Il phishing è la maggiore preoccupazione dei responsabili della cyber security, seguito dal furto di dati tramite ransomware.

Business

L’84% delle aziende ha subito un attacco di phishing o ransomware nell’ultimo anno e la metà non riesce a contrastare efficacemente queste minacce. È uno dei dati emersi dalla ricerca condotta da Osterman Research su commissione di Trend Micro.130 professionisti della sicurezza impiegati presso aziende di medie e grandi dimensioni in Nord America hanno confermato che, nonostante la diffusione di queste minacce fin da prima della pandemia, il lavoro da fare è ancora molto.

Metà degli intervistati ammette di essere impreparato ad affrontare phishing e ransomware. Il 72% si considera inefficace nell'impedire che le infrastrutture domestiche diventino un canale per gli attacchi alle reti aziendali. Solo il 37% ritiene di essere altamente preparato nel seguire le best practice.

Questi sono i dati riepilogativi più salienti, ma scorrendo il report How to Reduce the Risk of Phishing and Ransomware ci sono dettagli oltremodo interessanti. Fra tutti gli attacchi che i professionisti della sicurezza hanno dovuto affrontare, i più comuni sono stati quelli Business Email Compromise (53%). Al secondo posto troviamo le campagne di phishing che hanno generato un’infezione malware (49%) e al terzo posto la compromissione degli account (47%).

La logica conclusione che se ne trae è la riconferma di quanto già noto: la posta elettronica è il vettore più gettonato dai cyber criminali per sferrare attacchi contro le aziende. Il phishing, infatti, è impiegato come prima fase di un attacco ransomware, nelle truffe BEC, per scatenare un'infezione malware o per diffondere info-stealer, trojan bancari, spyware, crypto-miner e altro.


Incidenti di cyber security verificatisi negli ultimi 12 mesi

Va da sé che sia quindi il phishing la maggiore preoccupazione per i responsabili della cyber security. L'argomento occupa i primi due posti della classifica dei grattacapi: il primo con le email recapitate nelle caselle di posta degli utenti (65%) e il secondo con i click degli utenti su link di phishing o allegati (65%).
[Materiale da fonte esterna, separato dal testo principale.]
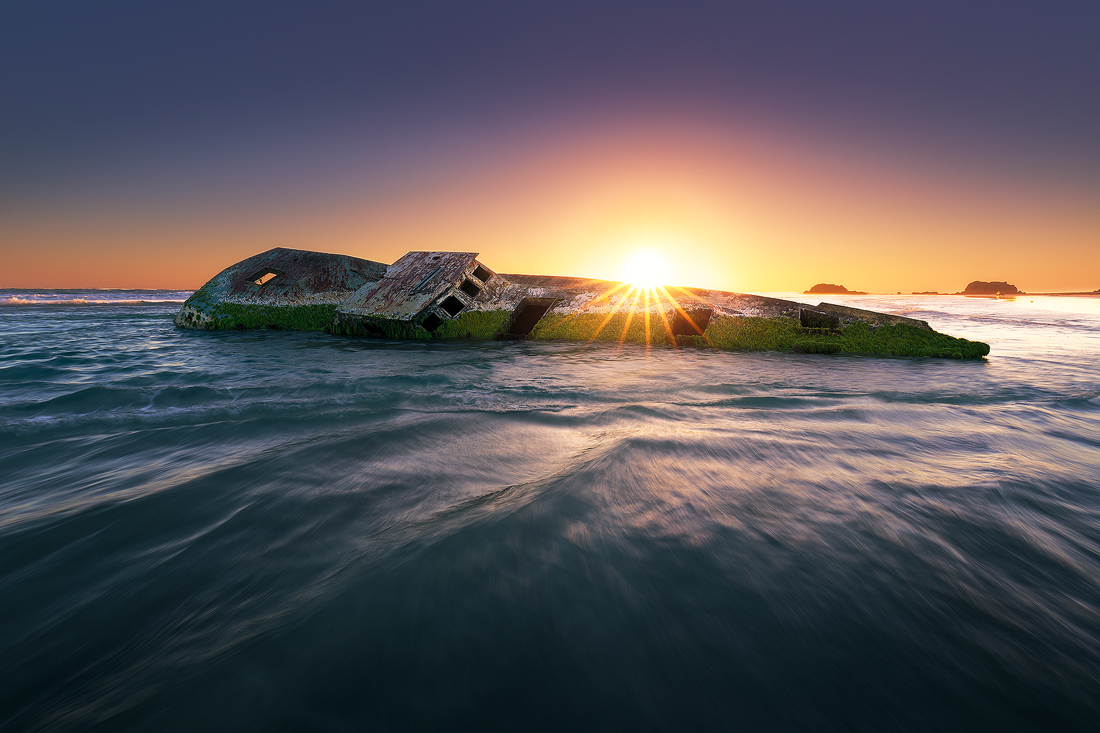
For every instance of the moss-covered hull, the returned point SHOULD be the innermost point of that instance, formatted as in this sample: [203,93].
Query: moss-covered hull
[453,296]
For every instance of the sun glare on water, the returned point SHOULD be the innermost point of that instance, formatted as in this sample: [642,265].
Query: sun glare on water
[646,269]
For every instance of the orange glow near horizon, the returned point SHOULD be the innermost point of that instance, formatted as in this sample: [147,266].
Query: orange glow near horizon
[746,211]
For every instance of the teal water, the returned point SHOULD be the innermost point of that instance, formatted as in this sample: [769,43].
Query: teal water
[283,532]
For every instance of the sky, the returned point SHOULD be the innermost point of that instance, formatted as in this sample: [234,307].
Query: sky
[754,146]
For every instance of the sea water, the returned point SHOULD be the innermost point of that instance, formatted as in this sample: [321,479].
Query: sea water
[263,531]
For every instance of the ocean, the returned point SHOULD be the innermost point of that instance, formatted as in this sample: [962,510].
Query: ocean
[262,531]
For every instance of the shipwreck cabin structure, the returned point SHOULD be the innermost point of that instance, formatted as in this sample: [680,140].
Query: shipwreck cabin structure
[452,295]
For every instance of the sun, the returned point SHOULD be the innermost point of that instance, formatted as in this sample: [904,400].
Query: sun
[646,269]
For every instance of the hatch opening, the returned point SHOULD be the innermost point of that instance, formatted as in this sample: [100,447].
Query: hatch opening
[431,323]
[452,306]
[529,313]
[470,288]
[264,276]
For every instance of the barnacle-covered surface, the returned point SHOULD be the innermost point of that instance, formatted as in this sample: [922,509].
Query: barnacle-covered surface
[278,288]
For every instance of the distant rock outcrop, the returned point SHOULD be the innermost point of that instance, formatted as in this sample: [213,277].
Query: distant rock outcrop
[981,287]
[829,288]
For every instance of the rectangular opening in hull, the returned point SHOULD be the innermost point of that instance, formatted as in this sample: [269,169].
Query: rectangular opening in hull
[691,323]
[452,306]
[264,276]
[431,323]
[528,314]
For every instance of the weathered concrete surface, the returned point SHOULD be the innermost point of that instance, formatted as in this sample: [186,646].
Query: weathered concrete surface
[418,294]
[453,295]
[848,315]
[281,287]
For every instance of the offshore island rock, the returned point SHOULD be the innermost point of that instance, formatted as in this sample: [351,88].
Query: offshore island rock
[829,288]
[996,287]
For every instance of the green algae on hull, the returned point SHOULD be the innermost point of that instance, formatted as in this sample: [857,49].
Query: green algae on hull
[483,325]
[752,334]
[226,316]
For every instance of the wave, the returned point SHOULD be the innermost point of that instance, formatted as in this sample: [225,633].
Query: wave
[62,299]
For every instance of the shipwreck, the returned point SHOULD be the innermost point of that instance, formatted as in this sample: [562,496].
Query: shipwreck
[453,295]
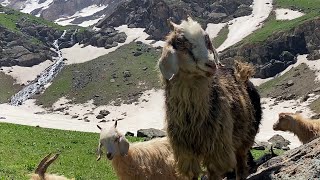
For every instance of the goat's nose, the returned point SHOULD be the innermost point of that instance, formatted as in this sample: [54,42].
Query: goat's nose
[109,155]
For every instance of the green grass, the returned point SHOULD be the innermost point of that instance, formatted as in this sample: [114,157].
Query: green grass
[7,87]
[271,26]
[82,82]
[22,148]
[221,37]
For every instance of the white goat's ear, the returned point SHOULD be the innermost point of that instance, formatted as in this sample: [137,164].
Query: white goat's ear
[168,62]
[173,26]
[99,151]
[123,145]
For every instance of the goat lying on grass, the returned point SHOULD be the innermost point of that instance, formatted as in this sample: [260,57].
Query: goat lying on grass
[151,160]
[305,129]
[212,113]
[40,172]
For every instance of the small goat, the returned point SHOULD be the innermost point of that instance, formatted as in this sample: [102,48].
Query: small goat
[40,172]
[305,129]
[151,160]
[213,113]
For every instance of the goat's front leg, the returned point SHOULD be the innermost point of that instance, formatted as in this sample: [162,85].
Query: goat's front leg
[242,167]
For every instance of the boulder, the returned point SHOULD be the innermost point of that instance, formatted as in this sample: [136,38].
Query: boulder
[299,163]
[278,141]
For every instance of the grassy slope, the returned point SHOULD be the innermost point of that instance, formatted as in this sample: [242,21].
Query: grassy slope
[22,148]
[310,8]
[7,87]
[94,77]
[221,37]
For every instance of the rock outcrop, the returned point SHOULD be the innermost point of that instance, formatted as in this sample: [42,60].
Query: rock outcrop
[300,163]
[153,14]
[278,51]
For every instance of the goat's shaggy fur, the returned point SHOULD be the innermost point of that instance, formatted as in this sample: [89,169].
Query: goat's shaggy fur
[212,114]
[139,161]
[40,172]
[305,129]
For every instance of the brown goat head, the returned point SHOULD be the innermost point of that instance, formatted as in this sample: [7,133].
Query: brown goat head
[283,122]
[188,49]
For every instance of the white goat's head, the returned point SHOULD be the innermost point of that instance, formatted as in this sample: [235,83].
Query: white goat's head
[188,48]
[114,142]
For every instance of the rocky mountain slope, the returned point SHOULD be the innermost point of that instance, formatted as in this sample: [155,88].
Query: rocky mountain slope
[279,50]
[300,163]
[71,11]
[26,40]
[152,14]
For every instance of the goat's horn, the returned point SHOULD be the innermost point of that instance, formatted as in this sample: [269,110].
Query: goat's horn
[171,24]
[99,152]
[40,166]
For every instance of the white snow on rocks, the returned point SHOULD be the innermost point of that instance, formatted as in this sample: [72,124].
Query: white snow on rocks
[241,27]
[31,5]
[287,14]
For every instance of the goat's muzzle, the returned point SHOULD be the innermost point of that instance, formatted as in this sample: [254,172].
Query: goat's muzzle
[109,156]
[212,67]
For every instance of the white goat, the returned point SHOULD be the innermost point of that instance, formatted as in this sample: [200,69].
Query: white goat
[150,160]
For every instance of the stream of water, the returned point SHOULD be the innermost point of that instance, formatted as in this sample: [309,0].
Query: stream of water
[44,78]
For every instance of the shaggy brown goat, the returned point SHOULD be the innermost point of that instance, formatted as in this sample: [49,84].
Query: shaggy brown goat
[305,129]
[40,172]
[212,114]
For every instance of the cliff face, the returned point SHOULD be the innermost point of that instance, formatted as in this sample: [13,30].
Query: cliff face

La terza preoccupazione maggiore non è l'attacco ransomware di per sé, ma il furto di dati tramite ransomware (61%). Il riferimento è ovviamente alla tecnica del doppio riscatto operata dagli attaccanti, che una volta infiltrati nella rete target fanno una copia di tutti i dati potenzialmente sensibili prima di avviare la crittografia. Così facendo possono chiedere un riscatto per non diffondere i dati e mettono l'azienda a rischio di multe e danni alla reputazione.

Nonostante phishing e ransomware non siano novità, questi dati sono rilevanti nella misura in cui il loro trend di diffusione è destinato a crescere nei prossimi anni. Per questo è importante correre ai ripari seguendo alcuni consigli di base. Il primo dispensato da Trend Micro è adottare un approccio basato sul rischio. È necessario concentrarsi su persone, processi e tecnologiaavviando attività di formazione continua sul phishing e adottando processi di risposta agli incidenti capaci di rilevare e rispondere alle minacce in anticipo.

Il nocciolo della questione, infatti, è non aspettare una violazioneper sviluppare un piano di risposta agli incidenti. Occorre prevenzione, da operarsi anche migliorando le procedure di autenticazione. In quest'ambito sono consigliati programmi per la gestione di password, tweaking delle policy, monitoraggio delle violazioni delle credenziali e persino l'impiego dell'autenticazione senza password.